Following is the Resolution

  1. (A) The promotion of full employment is one of the principal objectives of the United Nations in the sphere of international economic and social co-operation.
  2. (B) The Economic and Employment Commission is charged by its terms of reference with the responsibility of advising the Economic and Social Council regarding the promotion of full employment by the co-ordination of national full employment policies and by international action.
  3. (C) In addition to the Economic and Social Council a number of inter-governmental agencies are closely concerned with international action to promote full employment and such action can only be successfully undertaken by the Council in co-operation with these agencies.
  4. (D) The International Labour Conference at its twenty-seventh session at Paris in November, 1945, passed a resolution concerning the maintenance of full employment during the period of industrial rehabilitation and reconversion which in addition to advocating certain types of domestic policies made a number of suggestions for international action to promote employment and expressed the hope that the United Nations through its appropriate organs would define and put into effect as quickly as possible, appropriate measures for furthering international co-ordination of employment policies during the reconversion period and that for this purpose the fullest use would be made of the International Labour Organisation and the other inter-governmental organisations concerned.
  5. (E) The Economic and Social Council at its first session in February, 1946, passed a resolution in which it decided to call an international conference on trade and employment constituted a preparatory committee to elaborate an annotated draft agenda for this conference and suggested as one of the topics to be included in this agenda international agreement relating to the achievement and maintenance of high and stable levels of employment and economic activity.

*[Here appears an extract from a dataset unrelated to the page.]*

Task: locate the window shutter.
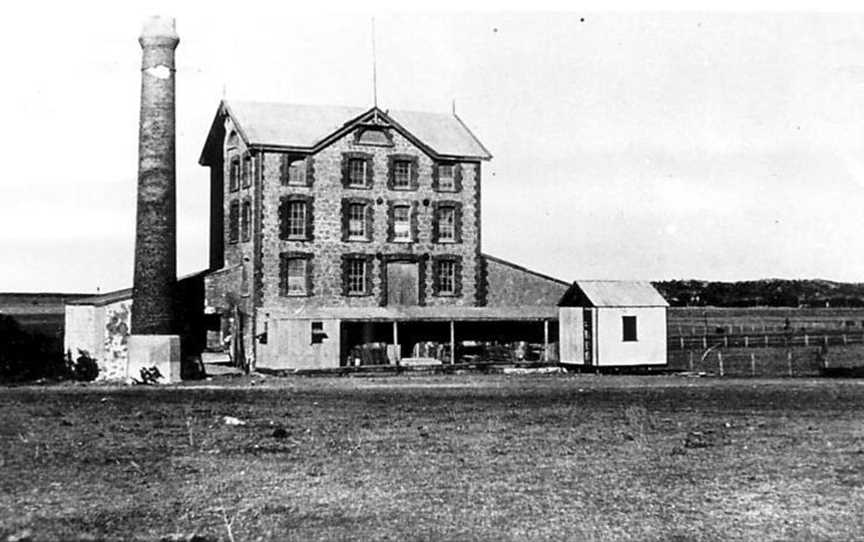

  6. (F) This preparatory committee at its first session in London introduced into the draft charter which it had prepared for the proposed international trade organisation, a number of articles dealing with employment including a provision that Members of that organisation would agree to participate in arrangements undertaken or sponsored by the Economic and Social Council (including arrangements with the appropriate inter-governmental organisations) for consultation with a view to concerted action on the part of governments and intergovernmental organisations in the field of employment policies.
  7. (G) The Preparatory Committee of the Trade and Employment Conference at the same session prepared for the consideration of the conference on trade and employment, a draft resolution in which the conference would ask the Economic and Social Council to undertake at an early date in consultation with the appropriate inter-governmental organisations special studies of the form which international action 171 in relation to employment might take and would suggest a number of specific forms of international action which should be considered in this connection.
  8. (H). The Economic and Employment Commission at its first session instructed its sub-commission on employment and economic stability taking into account the responsibilities of the various international agencies to report to the commission at its early convenience on the preliminary views of the sub-commission concerning the kinds of international action which are likely to be feasible and of assistance in maintaining economic stability and full employments.
  9. (I). It is important that the various international bodies concerned should make an early start in considering appropriate forms of international action of the maintenance of employments: The Economic and Social Council therefore 'invites the Economic and Employment Commission' taking full account of any views put forward by the international labour organisation 'the International Monetary Fund' the International Bank for Reconstruction and Development: the Food and Agricultural Organisation: the Interim Co-ordinating Committee for International Commodity Arrangements and the Preparatory Committee of the Trade and Employment Conference (particularly the draft resolution on international action relating to employment appearing in the report of the first session of this committee) to consider and report to the Council regarding the most appropriate forms of international action to maintain high and stable levels of world employment.